I would suggest that God actually answered Paul the first time he prayed – but Paul didn’t hear what God was saying – perhaps he was too busy talking to God about his problem to actually listen to God, or simply just too busy? And when Paul got round to praying about his ‘thorn’ for a second time (we don’t know how much later this was after Paul’s first prayer on the subject) God’s answer was exactly the same answer as previously – God doesn’t change his mind on matters like this. This time Paul heard what God was saying but he didn’t like the answer God gave him – he wanted deliverance not a reason – so he resisted what God was saying and refused to accept it. The third time Paul prayed about his ‘thorn’, however – God again gave him exactly the same answer as before – but this time Paul was finally in a better place in God, a humbler place, a submissive place, and he accepted what God was saying to him.
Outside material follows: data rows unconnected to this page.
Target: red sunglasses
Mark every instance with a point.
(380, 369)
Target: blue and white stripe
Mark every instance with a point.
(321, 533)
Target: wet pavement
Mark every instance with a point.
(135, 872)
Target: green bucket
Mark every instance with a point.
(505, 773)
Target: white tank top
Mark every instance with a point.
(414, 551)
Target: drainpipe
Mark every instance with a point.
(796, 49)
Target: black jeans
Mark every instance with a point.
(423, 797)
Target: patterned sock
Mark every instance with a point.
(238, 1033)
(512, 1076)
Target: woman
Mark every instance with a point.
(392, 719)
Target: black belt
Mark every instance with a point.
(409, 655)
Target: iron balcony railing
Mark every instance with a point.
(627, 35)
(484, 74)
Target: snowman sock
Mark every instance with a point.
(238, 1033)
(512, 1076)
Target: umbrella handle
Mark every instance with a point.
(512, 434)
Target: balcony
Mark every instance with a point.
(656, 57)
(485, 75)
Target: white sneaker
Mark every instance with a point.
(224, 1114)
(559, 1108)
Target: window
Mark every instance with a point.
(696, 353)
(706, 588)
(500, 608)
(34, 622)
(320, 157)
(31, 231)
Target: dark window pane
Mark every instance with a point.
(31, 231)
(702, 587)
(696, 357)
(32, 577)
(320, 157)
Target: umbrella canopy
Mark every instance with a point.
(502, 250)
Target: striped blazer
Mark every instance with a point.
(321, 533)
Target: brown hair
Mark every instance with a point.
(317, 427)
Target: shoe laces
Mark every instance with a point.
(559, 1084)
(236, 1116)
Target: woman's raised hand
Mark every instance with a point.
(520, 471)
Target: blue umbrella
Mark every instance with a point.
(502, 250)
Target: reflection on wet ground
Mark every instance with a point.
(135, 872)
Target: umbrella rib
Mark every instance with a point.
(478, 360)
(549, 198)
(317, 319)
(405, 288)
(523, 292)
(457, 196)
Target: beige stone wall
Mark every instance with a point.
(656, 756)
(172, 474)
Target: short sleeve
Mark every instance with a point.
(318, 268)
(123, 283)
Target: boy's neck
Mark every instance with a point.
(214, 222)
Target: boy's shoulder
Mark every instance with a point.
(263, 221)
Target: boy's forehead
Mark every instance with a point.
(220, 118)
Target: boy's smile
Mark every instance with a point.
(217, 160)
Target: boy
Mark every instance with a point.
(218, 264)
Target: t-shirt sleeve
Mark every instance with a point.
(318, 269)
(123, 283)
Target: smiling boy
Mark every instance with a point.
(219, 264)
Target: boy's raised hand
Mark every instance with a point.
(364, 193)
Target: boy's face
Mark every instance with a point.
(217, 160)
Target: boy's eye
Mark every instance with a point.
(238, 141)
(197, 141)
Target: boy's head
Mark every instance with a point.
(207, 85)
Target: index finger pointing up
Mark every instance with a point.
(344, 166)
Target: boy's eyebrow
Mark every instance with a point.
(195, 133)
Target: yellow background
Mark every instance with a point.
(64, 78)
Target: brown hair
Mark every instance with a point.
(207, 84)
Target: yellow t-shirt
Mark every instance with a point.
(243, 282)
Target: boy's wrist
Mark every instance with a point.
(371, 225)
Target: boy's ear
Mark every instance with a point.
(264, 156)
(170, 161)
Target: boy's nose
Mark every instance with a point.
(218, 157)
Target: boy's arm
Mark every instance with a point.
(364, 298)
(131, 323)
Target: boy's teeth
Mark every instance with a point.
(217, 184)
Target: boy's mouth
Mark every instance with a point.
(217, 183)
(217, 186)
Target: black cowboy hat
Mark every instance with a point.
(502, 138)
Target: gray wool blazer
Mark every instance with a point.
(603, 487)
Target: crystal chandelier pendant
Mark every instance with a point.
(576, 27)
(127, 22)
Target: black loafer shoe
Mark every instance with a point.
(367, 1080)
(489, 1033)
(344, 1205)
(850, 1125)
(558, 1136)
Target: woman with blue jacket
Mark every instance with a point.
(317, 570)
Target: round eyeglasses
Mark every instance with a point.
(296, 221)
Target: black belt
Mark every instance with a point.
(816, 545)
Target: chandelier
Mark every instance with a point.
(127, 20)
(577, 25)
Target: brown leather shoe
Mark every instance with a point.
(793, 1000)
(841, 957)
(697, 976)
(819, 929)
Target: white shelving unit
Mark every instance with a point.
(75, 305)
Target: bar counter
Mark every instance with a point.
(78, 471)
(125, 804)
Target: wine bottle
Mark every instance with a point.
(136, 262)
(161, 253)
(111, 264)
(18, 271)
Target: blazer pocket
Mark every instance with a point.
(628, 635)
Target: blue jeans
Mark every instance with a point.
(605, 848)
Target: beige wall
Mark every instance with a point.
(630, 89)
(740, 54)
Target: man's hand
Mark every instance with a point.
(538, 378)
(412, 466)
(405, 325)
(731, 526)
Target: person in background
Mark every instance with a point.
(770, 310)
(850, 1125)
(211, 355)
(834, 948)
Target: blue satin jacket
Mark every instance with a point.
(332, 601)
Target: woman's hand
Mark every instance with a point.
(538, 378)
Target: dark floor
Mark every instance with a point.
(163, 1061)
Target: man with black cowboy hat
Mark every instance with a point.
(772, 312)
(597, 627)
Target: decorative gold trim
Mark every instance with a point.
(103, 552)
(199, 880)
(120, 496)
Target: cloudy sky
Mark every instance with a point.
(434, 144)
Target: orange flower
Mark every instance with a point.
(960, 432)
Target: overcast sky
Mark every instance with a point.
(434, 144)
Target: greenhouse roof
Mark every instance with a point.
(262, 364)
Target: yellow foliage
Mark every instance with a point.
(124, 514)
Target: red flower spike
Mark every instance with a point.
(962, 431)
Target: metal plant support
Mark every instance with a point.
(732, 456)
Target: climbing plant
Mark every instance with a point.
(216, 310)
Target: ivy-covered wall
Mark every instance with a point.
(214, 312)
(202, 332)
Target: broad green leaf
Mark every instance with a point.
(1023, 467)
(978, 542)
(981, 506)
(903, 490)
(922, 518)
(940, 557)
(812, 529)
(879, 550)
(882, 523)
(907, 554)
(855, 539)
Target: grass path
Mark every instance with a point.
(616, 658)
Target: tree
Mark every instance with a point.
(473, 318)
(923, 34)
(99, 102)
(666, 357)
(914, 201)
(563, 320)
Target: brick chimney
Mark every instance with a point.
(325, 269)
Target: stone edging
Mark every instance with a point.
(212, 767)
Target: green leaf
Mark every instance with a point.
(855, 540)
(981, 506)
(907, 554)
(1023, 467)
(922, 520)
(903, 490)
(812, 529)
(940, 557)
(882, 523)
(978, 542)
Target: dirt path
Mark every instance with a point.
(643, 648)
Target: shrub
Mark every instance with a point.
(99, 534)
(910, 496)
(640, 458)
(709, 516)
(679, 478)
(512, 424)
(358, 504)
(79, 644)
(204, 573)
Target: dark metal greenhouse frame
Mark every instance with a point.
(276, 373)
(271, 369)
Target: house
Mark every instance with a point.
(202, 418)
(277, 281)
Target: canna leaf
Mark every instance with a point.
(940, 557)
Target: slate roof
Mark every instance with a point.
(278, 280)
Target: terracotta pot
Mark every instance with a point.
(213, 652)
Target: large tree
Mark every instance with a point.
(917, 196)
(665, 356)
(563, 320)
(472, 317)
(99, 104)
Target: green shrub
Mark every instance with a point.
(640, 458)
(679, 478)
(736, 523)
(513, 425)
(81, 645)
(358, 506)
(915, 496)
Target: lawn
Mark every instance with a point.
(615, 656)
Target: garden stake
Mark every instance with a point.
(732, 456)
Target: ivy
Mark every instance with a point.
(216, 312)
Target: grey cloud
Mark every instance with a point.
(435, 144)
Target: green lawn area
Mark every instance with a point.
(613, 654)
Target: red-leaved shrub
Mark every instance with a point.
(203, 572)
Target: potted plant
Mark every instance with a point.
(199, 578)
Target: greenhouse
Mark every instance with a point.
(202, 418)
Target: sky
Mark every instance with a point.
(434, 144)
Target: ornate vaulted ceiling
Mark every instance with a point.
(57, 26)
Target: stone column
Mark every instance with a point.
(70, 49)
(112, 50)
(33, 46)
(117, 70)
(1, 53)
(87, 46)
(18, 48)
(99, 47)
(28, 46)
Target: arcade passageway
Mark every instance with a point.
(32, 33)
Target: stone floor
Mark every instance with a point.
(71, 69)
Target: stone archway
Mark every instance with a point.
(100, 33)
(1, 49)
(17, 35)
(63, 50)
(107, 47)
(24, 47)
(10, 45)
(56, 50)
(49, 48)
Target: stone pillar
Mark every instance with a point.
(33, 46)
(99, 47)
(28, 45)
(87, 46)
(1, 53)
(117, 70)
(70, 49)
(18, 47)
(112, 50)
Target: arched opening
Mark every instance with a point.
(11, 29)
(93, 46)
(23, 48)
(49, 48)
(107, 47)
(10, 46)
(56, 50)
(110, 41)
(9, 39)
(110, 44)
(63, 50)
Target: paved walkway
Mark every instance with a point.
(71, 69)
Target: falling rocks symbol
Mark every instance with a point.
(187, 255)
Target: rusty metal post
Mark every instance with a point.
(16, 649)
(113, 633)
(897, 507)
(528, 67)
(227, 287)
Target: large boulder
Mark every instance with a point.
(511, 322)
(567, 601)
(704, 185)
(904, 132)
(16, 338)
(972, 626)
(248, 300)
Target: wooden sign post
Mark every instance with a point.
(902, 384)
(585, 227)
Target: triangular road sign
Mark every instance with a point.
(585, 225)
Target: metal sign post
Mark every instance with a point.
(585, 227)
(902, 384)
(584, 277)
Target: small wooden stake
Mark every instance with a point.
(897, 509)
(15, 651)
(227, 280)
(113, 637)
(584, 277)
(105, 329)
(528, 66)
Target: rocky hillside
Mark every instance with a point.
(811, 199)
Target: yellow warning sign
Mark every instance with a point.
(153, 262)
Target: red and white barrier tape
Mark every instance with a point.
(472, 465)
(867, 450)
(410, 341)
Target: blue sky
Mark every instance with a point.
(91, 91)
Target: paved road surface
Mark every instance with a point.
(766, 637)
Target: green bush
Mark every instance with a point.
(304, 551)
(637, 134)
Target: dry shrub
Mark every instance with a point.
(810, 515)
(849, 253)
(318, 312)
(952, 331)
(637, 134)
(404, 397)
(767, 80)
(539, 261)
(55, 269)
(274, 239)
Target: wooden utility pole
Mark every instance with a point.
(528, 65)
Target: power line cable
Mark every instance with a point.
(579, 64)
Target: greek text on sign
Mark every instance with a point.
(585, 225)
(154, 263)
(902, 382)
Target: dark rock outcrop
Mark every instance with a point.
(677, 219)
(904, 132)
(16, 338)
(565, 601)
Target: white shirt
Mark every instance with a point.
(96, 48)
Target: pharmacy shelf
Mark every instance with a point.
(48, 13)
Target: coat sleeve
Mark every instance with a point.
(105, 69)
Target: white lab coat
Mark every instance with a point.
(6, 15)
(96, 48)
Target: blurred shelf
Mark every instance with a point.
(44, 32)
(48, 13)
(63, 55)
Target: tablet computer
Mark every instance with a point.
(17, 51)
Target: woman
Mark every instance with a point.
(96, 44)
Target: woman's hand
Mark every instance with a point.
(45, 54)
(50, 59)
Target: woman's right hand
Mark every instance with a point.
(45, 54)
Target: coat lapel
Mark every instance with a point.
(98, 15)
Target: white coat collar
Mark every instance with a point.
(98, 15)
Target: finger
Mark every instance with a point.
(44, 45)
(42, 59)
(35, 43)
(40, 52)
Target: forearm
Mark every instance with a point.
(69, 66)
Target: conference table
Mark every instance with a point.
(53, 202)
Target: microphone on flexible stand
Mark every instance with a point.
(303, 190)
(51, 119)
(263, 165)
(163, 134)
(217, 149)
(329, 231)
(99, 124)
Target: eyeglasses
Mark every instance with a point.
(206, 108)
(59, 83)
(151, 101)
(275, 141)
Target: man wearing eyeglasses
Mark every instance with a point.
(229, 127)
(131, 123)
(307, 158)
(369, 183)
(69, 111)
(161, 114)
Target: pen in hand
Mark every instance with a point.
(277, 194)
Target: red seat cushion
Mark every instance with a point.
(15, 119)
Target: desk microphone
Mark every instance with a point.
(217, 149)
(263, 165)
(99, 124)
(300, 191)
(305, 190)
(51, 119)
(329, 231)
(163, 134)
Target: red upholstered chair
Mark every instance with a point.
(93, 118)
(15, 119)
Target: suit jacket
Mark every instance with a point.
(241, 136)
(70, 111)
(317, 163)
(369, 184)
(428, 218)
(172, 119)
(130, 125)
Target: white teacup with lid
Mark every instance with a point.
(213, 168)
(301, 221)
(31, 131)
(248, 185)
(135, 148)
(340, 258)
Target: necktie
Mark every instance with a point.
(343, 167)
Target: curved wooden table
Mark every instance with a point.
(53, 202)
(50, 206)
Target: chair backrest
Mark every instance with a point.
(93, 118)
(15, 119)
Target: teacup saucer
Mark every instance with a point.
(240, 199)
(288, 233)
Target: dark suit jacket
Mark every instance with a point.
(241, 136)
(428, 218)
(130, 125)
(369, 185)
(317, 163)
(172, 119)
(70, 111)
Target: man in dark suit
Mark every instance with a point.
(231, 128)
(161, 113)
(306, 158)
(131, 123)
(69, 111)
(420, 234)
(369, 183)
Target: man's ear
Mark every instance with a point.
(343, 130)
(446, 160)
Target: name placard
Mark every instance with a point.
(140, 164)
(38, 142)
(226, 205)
Paul moved out of the shadow into the sunshine if you like. Paul got in his car and drove all the way over from Hampton to Twickenham … or whatever his equivalent was?  

So, what is it that God is saying to us – individually and as a church – during this period of lockdown? Are we struggling with it … or taking it on board? Resisting it because we don’t like it? Because we are hoping that God will change his mind and come up with a more palatable answer? Or are we accepting that God really does know what is for the best for us. Perhaps our initial prayer needs to be, ‘Lord, help me to be willing, to be willing to do your will!’